---
title: "A.2 -- Data Input and Manipulation"
author: "Martin Morgan <Martin.Morgan@RoswellPark.org>"
date: "8 - 9 May 2017"
output:
  BiocStyle::html_document2:
    toc: true
    toc_depth: 2
vignette: >
  % \VignetteIndexEntry{A.2 -- Data Input and Manipulation}
  % \VignetteEngine{knitr::rmarkdown}
---

```{r style, echo = FALSE, results = 'asis'}
knitr::opts_chunk$set(
    eval=as.logical(Sys.getenv("KNITR_EVAL", "TRUE")),
    cache=as.logical(Sys.getenv("KNITR_CACHE", "TRUE")))
```

# Exercise 1: BRFSS Survey Data

We will explore a subset of data collected by the CDC through its
extensive Behavioral Risk Factor Surveillance System ([BRFSS][])
telephone survey. Check out the link for more information. We'll look
at a subset of the data.

1. Use `file.choose()` to find the path to the file 'BRFSS-subset.csv'

    ```{r file.choose, eval=FALSE}
    path <- file.choose()
    ```

<!--
    ```{r file.path, echo=FALSE}
    path <- file.path("extdata", "BRFSS-subset.csv")
    ```
-->

2. Input the data using `read.csv()`, assigning to a variable `brfss`

    ```{r read.csv}
    brfss <- read.csv(path)
    ```

3. Use command like `class()`, `head()`, `dim()`, `summary()` to
   explore the data.

    - What variables have been measured?

    - Can you guess at the units used for, e.g., Weight and Height?
    
    ```
    class(brfss)
    head(brfss)
    dim(brfss)
    summary(brfss)
    ```

4. Use the `$` operator to extract the 'Sex' column, and summarize the
   number of males and females in the survey using `table()`. Do the
   same for 'Year', and for both `Sex` and `Year`

    ```{r brfss-sex}
    table(brfss$Sex)
    table(brfss$Year)
    table(brfss$Sex, brfss$Year)
    with(brfss, table(Sex, Year))                # same, but easier
    ```

5. Use `aggregate()` to summarize the mean weight of each group. What
   about the median weight of each group? What about the _number_ of
   observations in each group?

    ```{r brfss-aggregate}
    with(brfss, aggregate(Weight, list(Year, Sex), mean, na.rm=TRUE))
    with(brfss, aggregate(Weight, list(Year=Year, Sex=Sex), mean, na.rm=TRUE))
    ```

6. Use a `formula` and the `aggregate()` function to describe the
   relationship between Year, Sex, and Weight

    ```{r brfss-aggregate-formula}
    aggregate(Weight ~ Year + Sex, brfss, mean)  # same, but more informative
    aggregate(. ~ Year + Sex, brfss, mean)       # all variables
    ```

7. Create a subset of the data consisting of only the 1990
   observations.

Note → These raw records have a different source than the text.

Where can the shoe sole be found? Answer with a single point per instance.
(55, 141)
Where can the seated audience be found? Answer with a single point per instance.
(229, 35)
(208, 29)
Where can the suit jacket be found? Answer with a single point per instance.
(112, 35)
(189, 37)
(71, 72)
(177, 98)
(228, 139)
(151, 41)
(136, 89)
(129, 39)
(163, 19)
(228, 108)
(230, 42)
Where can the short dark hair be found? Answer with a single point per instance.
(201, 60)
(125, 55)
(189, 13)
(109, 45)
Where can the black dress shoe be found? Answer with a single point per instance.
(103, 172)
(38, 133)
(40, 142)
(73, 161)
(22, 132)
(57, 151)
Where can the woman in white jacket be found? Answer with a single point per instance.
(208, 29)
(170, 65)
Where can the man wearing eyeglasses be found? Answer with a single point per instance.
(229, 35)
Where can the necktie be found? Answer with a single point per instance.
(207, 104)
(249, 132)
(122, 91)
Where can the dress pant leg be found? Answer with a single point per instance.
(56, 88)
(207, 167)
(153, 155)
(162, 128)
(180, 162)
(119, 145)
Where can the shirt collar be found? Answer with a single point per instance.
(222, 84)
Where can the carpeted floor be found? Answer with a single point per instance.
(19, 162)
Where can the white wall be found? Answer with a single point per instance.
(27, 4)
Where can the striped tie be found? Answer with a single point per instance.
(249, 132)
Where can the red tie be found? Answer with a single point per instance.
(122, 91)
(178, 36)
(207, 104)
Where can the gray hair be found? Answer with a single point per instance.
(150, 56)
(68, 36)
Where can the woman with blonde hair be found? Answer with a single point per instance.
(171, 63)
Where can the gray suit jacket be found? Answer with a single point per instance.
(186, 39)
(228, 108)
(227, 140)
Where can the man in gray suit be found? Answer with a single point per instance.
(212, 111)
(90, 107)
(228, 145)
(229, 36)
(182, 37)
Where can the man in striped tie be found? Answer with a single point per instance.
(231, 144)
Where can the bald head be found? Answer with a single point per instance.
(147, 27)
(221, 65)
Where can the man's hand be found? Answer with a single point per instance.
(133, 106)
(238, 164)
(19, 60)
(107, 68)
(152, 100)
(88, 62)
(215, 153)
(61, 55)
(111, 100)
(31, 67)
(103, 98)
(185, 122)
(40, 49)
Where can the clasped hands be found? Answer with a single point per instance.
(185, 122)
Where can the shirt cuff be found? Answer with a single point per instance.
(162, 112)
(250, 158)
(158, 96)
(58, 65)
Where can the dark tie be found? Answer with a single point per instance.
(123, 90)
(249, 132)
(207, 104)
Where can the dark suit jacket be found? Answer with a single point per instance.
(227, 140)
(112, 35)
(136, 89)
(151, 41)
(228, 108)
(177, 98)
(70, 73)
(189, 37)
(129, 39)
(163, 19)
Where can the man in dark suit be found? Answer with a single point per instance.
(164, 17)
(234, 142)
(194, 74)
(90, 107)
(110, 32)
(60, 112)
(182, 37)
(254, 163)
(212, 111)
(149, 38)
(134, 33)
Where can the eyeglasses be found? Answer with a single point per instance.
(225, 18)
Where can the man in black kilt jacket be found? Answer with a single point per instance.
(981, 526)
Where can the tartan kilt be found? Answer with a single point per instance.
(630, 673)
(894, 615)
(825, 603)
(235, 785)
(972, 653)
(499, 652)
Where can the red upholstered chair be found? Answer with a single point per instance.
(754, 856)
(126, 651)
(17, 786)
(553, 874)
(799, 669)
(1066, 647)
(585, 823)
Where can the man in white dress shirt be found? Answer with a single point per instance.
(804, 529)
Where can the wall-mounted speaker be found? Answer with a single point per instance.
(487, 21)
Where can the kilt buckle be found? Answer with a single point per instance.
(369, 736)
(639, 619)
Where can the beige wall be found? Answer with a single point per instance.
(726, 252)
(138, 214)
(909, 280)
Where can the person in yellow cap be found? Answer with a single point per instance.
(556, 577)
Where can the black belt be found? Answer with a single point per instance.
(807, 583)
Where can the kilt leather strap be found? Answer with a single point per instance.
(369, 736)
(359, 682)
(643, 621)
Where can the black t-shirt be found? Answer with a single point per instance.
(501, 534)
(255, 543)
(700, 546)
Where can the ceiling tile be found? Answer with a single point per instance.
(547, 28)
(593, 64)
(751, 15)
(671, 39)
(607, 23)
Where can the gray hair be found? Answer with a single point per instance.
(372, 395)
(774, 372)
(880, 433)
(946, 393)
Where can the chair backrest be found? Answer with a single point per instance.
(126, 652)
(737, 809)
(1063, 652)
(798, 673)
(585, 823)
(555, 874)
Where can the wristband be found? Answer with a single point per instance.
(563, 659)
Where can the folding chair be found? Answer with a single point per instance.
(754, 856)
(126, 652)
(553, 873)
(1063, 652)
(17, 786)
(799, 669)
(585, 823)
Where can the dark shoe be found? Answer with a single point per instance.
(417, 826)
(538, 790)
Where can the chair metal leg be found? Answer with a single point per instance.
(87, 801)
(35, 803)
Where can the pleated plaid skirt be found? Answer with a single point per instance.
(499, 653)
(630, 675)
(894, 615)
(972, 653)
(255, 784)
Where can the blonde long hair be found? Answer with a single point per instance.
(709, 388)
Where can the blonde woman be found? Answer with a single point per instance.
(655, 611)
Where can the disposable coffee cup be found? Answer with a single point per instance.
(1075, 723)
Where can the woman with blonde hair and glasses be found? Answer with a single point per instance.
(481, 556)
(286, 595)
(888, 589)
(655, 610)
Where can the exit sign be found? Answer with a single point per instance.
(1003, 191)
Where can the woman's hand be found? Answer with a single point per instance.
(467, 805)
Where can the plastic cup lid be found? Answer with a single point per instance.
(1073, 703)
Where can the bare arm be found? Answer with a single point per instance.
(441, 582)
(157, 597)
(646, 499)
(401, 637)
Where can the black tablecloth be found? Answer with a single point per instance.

Perform a t-test comparing the weight of males and
   females ("'Weight' as a function of 'Sex'", `Weight ~ Sex`)

    ```{r t-test-1990}
    brfss_1990 = brfss[brfss$Year == 1990,]
    t.test(Weight ~ Sex, brfss_1990)
    t.test(Weight ~ Sex, brfss, subset = Year == 1990)
    ```
   What about differences between weights of males (or females) in
   1990 versus 2010? Check out the help page `?t.test.formula`. Is
   there a way of performing a t-test on `brfss` without explicitly
   creating the object `brfss_1990`?

8. Use `boxplot()` to plot the weights of the Male individuals.
   Can you transform weight, e.g., `sqrt(Weight) ~ Year`?
   Interpret the results. Do similar boxplots for the t-tests of the
   previous question.

    ```{r brfss-boxplot, fig.width=5, fig.height=5}
    boxplot(Weight ~ Year, brfss, subset = Sex == "Male",
            main="Males")
    ```

9. Use `hist()` to plot a histogram of weights of the 1990 Female individuals.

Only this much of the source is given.